The UK’s new energy plan, “Powering up Britain,” published by the Department for Energy Security and Net Zero, has been criticised for still heavily relying on oil and gas.
The government-devised plan claims that the UK will be able to continue extracting fossil fuels without undermining its net zero commitments by investing up to £20 billion in carbon capture, a technology that scientists have criticised for being unscalable and an unfit substitute for renewable energy.
According to the report, the UK “will be powered by renewables including wind and solar, hydrogen, power with carbon capture, usage and storage (CCUS) and new nuclear plants—while recognising the vital role that UK oil and gas will play in the transition.”
Following the energy crisis caused by the Russian war in Ukraine, countries and companies alike have deepened their investments in oil and gas projects to protect energy security and lower prices. The UK has joined the renewed offshore oil boom, with $7 billion (£5.6 billion) in investments into new projects in the North Sea, as well as offering tax incentives for fossil fuel investments.

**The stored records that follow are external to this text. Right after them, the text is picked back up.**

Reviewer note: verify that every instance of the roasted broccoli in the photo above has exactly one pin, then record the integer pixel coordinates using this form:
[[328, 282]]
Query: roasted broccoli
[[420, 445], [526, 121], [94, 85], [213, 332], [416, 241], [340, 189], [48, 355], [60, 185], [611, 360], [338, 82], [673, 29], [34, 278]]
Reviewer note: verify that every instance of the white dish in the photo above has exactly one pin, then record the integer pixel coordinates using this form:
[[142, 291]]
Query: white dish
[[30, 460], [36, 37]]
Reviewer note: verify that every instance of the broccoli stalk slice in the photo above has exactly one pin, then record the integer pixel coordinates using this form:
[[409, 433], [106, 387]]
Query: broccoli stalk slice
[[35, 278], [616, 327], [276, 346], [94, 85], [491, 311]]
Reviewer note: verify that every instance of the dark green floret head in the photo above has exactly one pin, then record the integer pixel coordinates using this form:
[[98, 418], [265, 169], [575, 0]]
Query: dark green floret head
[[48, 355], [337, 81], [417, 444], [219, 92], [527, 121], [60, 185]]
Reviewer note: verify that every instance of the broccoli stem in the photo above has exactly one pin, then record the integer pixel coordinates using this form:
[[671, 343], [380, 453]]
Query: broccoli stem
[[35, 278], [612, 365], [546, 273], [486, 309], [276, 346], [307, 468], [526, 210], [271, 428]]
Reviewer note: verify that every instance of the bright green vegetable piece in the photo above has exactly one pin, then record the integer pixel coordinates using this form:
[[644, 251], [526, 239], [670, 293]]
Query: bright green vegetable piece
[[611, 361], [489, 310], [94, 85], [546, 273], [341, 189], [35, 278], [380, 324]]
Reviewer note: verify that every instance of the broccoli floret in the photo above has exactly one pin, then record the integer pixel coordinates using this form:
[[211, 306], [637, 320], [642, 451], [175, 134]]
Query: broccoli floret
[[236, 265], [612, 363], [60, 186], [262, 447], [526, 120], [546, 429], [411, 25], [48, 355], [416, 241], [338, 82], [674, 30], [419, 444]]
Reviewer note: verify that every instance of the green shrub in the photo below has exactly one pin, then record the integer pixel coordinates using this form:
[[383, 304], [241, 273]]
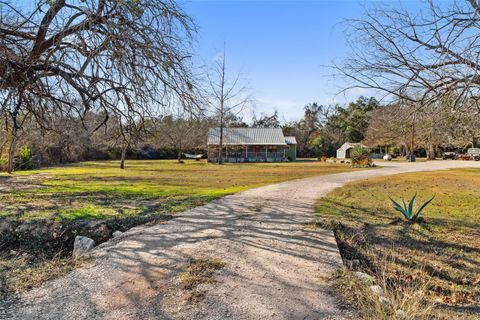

The government’s renewed interest in fossil fuels is evident throughout the UK’s energy plan, with passages like “we remain absolutely committed to maximising the vital production of UK oil and gas as the North Sea basin declines.”
A continued interest in fossil fuels was reflected in the UK Chancellor Jeremy Hunt’s recent budget announcement, which included a £20 billion package for carbon capture and storage (CCS) to store between 20 million and 30 million tonnes of CO2 per year by 2030.
Carbon capture and storage
(CCS) is the process of capturing carbon dioxide emissions as they are produced and putting them into underground storage. The technology has been recognised as a key lever in limiting global temperatures by helping industries like aviation, agriculture, shipping, and industrial processes to offset their remaining emissions on the path to net zero. However, CCS is currently unscalable, expensive, and can serve as a means for companies to take advantage of offsets rather than focusing on reducing emissions at the source.
For example, British multinational oil and gas company BP has recently announced they will help develop one of the UK’s leading carbon capture projects as the Government hopes to accelerate the development of the technology in its push for its 2050 net zero targets through its Powering up Britain plan.
The oil and gas giant is paying an undisclosed sum for a 40pc stake in the Viking CCS project owned by its North Sea rival Harbour Energy. The project will take carbon dioxide emitted from factories in the Humber region and stash it in empty gas fields under the southern North Sea.
Harbour aims to store up to 10 million tonnes of carbon dioxide per year by 2030, which is around a third of the Government’s national target.
The UK’s carbon capture-heavy plan comes shortly after the Climate Change Committee, the government’s climate adviser, described the UK as “strikingly unprepared for climate change.”